I have been a portfolio worker for most parts of my career and I am constantly looking for opportunities where to apply my knowledge and analytical skills, which also lead to the DoctorateHub back in 2016.
Since 2012, I have tutored, mentored and coached beyond 500 professional doctoral students (mid to seniors, aged 35 to 70) both with the University of Liverpool Management School’s Doctorate in Business Administration (DBA) program (UK), and since 2016 also with DoctorateHub. This allowed me to understand how to tackle problems at scale, be it the tame, the complex, or the wicked. 500+ students also implies 500+ workplace-based problems which I had the chance to look at. And while working with such an array of problems allows for quite some learning, it also has shown to me that very often it is quite exhaustive for such grown up and seasoned research novices. In response to this, we thus decided to set up the DoctorateHub, so to provide training, mentoring, and coaching services to all those that struggle to get their workplace-based issues identified, analysed, understood, written up in a thesis, and ultimately resolved.

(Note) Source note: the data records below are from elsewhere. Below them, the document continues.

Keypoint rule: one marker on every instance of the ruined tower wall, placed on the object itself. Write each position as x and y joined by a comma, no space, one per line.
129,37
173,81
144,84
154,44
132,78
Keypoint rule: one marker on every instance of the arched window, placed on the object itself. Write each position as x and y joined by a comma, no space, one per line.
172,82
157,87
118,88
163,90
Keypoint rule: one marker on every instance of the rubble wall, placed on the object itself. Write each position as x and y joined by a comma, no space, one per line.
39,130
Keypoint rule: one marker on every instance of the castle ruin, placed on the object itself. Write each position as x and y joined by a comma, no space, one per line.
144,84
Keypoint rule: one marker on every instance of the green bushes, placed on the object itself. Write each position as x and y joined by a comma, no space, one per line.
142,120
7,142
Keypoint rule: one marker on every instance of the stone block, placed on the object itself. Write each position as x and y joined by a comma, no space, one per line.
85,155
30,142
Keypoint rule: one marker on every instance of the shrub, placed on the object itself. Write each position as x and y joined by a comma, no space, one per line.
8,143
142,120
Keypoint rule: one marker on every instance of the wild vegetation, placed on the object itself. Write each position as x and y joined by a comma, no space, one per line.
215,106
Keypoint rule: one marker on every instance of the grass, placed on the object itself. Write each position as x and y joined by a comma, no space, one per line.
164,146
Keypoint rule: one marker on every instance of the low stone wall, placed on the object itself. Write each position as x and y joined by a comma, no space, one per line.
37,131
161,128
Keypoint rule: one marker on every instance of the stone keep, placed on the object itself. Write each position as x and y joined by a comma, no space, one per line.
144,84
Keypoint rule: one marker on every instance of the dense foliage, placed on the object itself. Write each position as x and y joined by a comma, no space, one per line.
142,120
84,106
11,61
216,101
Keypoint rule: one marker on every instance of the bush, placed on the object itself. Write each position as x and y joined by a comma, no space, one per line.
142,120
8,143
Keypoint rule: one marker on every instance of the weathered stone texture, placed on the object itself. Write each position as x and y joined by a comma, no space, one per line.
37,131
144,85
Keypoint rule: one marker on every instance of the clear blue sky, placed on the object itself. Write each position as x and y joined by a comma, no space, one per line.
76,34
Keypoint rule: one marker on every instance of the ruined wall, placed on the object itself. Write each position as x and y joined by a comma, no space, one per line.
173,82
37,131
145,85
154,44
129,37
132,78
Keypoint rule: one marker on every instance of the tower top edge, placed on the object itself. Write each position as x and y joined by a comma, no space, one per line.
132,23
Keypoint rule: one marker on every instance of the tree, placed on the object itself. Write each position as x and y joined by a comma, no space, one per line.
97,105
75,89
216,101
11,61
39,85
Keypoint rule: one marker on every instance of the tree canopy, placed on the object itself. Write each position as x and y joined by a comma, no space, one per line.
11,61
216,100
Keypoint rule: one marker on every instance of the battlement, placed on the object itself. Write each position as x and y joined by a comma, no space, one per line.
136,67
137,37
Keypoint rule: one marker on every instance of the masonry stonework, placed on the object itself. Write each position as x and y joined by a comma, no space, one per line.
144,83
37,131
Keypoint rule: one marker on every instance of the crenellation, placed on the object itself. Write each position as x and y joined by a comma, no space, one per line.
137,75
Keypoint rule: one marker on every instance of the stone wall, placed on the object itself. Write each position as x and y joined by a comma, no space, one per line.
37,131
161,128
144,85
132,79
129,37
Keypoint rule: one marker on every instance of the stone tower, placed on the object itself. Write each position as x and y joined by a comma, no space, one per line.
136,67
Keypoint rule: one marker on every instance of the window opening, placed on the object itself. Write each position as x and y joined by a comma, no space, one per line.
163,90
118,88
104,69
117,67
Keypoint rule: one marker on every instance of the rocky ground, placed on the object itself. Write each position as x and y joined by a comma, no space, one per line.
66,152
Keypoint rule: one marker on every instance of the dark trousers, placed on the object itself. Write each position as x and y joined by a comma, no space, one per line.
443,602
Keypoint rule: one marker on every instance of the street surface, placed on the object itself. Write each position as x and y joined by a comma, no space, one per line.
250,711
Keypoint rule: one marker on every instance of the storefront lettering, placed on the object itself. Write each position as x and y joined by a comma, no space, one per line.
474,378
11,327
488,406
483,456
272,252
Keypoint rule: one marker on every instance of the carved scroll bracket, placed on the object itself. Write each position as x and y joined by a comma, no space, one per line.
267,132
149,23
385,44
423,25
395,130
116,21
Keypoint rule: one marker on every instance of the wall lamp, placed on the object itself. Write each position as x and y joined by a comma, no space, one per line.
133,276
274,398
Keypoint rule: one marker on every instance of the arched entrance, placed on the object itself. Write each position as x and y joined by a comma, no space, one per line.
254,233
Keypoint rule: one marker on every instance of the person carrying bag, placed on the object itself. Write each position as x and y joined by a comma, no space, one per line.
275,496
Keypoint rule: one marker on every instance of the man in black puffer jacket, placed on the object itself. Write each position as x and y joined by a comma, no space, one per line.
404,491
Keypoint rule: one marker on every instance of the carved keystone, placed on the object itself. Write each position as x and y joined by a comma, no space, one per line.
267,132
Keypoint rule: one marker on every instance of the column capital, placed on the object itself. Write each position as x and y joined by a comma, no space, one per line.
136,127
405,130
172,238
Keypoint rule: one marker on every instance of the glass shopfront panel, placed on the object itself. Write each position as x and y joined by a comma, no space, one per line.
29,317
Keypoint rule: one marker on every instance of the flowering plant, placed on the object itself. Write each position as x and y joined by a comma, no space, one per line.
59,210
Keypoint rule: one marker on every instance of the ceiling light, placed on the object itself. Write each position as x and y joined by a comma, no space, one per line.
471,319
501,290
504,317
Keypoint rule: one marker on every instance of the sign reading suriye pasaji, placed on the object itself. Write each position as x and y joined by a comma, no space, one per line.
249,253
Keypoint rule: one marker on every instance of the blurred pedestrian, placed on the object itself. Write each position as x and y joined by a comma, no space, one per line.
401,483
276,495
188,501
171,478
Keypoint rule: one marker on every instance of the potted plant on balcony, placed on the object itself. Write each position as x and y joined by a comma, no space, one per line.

In addition to this, I am also an active research fellow who has an interest in applied research, have more than a decade of global experience as a contract researcher in the areas of Innovation, ICT and the Internet, Education, Management, and Economics. I have a track record as Principal Investigator in the development and management of research, training and capacity building projects within Europe and across the globe; managing in-house teams and globally distributed external research, development and training teams, and have worked for a number of leading academic institutions, such as the United Nations University – Maastricht Economic and Social Research Institute on Innovation and Technology (UNU-MERIT), who has been ranked as one of the global top 3 institutes in its domain next to Harvard, MIT, Stanford and the London School of Economics.
As for my educational background, I obtained my PhD in 2011 from The Open University (UK) for work carried out at the Institute of Educational Technologies and that is titled ‘The Emergence of Free / Open Courses - Lessons from the Open Source Movement’. I am also holding three higher education degrees in management from universities in France, Germany and The Netherlands, and with majors in ‘International Management’ and in ‘Human Resources and Organizational Management’.